February 10, 2017

My quirks are not for your entertainment | How quirky gets in the way of diversity

In today's world, there is nothing more important than diversity--accepting people as they are. It is not a choice to include everyone, regardless of race, sexuality, gender, disability, but a duty. Diversity has two main components, inclusion and respect. This is an all-or-nothing game so you cannot claim to respect someone without including them in your lifestyle, art, and literature. The reverse is also true: there is no point in including someone if you misrepresent or diminish their existence and struggles. 

One of the biggest offenders of polluting diversity is inclusion without respect, which can be seen in the sudden influx of "quirky" YA characters. There are a lot of characters who have some kind of defining characteristic that is not normal, therefore, it is a quirk. 

Many books nowadays are trying to pass off quirks and "cute" abnormalities as diversity. They take a complicated, complex, and meaningful topic like depression or suicide, and then trivialize the meaning by making it a "quirk" instead of a real issue.

The most common example is the diminution of Obsessive Compulsive Disorder (aka OCD). There is a misconception that anyone who has the tendency make things nice and neat has OCD. We frequently tell people that they are "completely OCD" if they like to organize or clean. But just because you like having a clean room does not automatically diagnose someone with OCD. In order to have OCD, you have to display a variety of symptoms which disorder your life in a major way. OCD is not an occassional quirk, even though it may seem like it in today's pop culture. 

This issue has even gone to the extreme of wanting quirks in order to be special.
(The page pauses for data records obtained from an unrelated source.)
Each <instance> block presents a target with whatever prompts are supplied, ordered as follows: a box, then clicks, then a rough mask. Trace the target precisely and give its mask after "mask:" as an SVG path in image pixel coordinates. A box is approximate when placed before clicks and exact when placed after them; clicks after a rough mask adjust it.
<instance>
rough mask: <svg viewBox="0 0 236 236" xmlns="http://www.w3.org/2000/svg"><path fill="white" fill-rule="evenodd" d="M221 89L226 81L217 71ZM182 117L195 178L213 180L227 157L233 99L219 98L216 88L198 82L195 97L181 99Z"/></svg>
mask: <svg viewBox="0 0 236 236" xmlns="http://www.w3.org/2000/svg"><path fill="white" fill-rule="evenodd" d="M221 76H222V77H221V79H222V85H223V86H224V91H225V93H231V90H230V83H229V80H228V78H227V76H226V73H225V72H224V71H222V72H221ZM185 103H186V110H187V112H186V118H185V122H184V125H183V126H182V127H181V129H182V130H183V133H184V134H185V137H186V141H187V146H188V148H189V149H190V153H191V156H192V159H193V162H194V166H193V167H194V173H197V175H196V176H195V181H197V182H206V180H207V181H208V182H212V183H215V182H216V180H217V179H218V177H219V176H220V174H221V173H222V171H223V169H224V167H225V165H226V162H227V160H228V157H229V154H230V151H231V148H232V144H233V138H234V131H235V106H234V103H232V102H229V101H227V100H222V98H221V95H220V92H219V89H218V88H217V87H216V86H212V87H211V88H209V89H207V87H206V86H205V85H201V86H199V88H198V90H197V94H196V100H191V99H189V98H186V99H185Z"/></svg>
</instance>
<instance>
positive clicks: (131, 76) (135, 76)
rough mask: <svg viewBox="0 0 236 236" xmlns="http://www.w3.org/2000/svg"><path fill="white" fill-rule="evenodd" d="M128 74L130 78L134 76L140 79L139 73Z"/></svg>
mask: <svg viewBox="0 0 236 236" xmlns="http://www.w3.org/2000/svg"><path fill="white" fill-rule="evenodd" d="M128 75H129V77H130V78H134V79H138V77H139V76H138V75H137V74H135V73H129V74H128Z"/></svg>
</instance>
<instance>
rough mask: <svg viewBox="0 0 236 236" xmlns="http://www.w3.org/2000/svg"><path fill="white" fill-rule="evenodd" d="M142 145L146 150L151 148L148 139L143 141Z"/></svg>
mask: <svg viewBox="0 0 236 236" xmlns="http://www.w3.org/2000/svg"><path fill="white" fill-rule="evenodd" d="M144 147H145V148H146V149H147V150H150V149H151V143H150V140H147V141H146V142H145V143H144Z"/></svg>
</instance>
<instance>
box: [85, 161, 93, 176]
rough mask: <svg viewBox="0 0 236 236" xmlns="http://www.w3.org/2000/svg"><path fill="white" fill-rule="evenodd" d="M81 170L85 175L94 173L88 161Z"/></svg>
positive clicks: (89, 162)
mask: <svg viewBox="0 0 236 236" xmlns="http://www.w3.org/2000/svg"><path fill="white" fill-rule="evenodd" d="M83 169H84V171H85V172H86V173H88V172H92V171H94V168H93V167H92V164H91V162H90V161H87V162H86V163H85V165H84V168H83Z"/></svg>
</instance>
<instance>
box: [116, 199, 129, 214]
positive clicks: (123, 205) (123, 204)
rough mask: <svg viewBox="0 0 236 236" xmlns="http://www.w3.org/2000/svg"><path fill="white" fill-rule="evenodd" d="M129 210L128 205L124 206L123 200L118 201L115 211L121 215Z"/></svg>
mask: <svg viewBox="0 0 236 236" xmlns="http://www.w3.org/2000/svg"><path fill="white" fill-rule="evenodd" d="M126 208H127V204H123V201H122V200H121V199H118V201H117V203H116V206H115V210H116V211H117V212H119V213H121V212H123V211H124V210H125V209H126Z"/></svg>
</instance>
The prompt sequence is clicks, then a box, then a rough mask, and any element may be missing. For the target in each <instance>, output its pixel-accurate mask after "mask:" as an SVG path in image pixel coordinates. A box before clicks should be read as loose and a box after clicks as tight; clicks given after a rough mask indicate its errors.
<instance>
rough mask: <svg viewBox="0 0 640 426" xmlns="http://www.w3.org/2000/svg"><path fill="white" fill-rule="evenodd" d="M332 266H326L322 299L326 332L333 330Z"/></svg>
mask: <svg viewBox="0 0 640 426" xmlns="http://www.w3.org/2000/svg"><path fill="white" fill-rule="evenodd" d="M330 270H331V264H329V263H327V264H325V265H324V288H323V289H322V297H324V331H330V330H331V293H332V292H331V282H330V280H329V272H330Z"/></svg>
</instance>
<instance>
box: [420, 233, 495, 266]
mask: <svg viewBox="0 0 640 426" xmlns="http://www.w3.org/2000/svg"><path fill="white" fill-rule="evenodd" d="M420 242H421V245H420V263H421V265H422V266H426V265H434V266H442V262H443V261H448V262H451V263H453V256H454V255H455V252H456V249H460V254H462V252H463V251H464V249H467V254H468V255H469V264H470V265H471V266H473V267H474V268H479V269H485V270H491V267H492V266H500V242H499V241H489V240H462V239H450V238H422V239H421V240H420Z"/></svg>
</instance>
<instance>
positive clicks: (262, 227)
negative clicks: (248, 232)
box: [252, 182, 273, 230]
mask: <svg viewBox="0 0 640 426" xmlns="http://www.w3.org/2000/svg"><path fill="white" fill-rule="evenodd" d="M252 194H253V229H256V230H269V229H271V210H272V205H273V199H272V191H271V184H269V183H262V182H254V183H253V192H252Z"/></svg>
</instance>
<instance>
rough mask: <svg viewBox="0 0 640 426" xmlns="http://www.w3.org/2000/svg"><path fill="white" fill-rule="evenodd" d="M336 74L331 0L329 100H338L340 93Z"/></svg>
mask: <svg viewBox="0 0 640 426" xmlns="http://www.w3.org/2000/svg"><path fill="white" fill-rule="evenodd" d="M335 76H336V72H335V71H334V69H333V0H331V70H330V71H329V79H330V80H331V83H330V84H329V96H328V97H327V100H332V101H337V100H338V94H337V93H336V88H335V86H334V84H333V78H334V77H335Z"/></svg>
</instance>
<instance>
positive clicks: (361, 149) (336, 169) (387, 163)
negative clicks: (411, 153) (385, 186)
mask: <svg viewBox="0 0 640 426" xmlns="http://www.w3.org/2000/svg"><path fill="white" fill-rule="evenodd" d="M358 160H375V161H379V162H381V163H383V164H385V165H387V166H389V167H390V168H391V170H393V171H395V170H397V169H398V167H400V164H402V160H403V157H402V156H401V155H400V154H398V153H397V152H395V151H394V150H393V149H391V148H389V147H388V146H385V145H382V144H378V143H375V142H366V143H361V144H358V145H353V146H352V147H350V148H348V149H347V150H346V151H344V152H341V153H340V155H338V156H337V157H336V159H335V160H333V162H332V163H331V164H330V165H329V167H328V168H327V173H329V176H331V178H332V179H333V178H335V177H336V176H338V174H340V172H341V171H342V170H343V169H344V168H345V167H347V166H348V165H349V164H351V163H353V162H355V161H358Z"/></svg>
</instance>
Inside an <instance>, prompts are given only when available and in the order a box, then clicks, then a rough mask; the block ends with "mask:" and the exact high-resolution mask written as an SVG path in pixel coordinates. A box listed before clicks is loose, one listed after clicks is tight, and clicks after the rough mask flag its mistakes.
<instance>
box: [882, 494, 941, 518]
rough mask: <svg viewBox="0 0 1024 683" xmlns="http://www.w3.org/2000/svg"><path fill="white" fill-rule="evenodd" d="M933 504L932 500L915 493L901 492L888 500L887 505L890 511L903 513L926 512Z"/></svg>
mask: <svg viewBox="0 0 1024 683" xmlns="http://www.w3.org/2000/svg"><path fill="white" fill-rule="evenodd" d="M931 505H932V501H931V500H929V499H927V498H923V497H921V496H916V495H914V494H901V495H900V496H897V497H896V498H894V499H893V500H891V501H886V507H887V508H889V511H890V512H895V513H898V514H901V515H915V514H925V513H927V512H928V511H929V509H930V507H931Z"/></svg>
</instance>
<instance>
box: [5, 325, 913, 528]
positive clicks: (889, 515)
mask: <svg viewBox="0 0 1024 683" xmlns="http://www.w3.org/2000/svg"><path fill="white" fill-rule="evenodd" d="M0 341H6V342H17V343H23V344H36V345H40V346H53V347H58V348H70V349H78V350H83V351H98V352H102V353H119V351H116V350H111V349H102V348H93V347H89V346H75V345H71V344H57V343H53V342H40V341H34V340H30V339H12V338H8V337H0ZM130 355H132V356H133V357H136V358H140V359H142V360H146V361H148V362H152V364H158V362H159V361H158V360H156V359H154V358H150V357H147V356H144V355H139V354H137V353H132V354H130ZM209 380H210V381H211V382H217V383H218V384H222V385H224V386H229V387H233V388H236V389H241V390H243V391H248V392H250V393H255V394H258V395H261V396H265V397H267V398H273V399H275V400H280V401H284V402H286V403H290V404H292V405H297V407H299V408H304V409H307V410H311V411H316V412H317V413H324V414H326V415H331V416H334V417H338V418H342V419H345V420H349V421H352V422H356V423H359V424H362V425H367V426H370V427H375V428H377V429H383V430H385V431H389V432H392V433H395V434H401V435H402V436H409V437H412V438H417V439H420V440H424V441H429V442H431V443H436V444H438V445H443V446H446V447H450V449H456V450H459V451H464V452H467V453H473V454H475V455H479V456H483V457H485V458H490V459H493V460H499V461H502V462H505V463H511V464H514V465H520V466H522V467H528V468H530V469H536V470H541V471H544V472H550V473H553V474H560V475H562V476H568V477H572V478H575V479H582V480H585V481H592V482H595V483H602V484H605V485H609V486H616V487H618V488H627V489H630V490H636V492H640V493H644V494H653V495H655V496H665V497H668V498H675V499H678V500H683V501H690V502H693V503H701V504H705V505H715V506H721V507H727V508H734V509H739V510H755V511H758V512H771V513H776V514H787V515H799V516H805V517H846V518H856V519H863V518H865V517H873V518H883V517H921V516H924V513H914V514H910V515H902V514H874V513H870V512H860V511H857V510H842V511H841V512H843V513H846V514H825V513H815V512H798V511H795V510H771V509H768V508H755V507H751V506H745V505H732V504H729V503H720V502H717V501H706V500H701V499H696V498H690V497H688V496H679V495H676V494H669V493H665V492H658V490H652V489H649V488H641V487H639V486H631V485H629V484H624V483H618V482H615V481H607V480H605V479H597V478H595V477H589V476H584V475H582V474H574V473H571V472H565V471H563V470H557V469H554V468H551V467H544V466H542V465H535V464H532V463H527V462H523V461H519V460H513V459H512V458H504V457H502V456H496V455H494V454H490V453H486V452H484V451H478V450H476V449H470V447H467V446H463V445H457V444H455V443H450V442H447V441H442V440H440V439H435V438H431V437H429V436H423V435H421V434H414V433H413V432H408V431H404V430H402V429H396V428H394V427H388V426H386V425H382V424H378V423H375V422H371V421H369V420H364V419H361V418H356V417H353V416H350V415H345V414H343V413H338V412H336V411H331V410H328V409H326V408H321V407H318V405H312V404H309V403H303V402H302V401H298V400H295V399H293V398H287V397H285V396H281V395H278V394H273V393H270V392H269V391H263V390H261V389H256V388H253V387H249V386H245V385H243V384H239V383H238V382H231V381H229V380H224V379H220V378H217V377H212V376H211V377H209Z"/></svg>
Most notably, Jennifer Lawrence told Jesse Eisenberg on The Tonight Show that she wanted a quirk after he explained his OCD tendencies. You can watch the interview here. 

For a more personal example, I sometimes have trouble with speaking. I tend to stumble over my words and stammer quite a bit. In real life, this is quite annoying and one of my worst habits. Every day, I wish that I could just get my words out without the frequent stops and backtracks. But, in a YA book, this would be seen as a "cool feature" of my character that can "make me stand out from the crowd." In short, my habit that causes me embarrassment and stress would be glorified into a "quirk" to attract potential love interests. 

This reversal of bad habits and, sometimes even serious conditions, is a roadblock on the quest for diversity in YA. As long as OCD, depression, and other serious problems are seen as cute quirks, then diversity will be barred from the genre.

The most obvious example I have is Thanks for the Trouble by Tommy Wallach. Not one, but two main characters, are special snowflakes because of disabilities and serious "quirks." The love interest, Zelda, is a typical manic pixie dream girl who is glorified for having suicidal thoughts. In fact, the main reason that the protagonist, Parker, falls in love with her is because they want to "fix" each other. The whole time she threatens to kill herself and claims that she has nothing to live for, but she is portrayed as an ethereal and charming and funny and clever character who is the epitome of love. Her depression becomes something that makes her special, unique, and desirable. That line of thinking perpetuates the normalization and underestimation of depression and its severity.

Also, the protagonist is mute. His whole character revolves around the fact that he cannot talk. The reader never learns much about him besides that fact that he likes to write (because he cannot talk) and he loves Zelda (after only three days of being with her). His quirk defines his character instead of being just one facet of his personality. Instead of helping me understand Parker and his situation, his disability was used to simply create sympathy and shallow intrigue. 

Disabilities are not the end-all-be-all of characterization. It is extremely dangerous to define characters by their quirks and abnormalities because it might ultimately lead to a glorification or normalization of serious, and potentially life-threatening, disorders, which is the opposite of what diversity is supposed to do.

These shallow, superficial quirks are a misrepresentation of diversity that create a bad precedent for future authors and readers. Diversity should be more than skin-deep, more than a stereotypical special snowflake. Diversity is not the same as quirky. 

What do you think about quirky characters? How can we stop diminishing diveristy with quirks? Have you read a book where a character was defined by a cute and superficial quirk? Have you read any books where a disability or bad habit was glorified?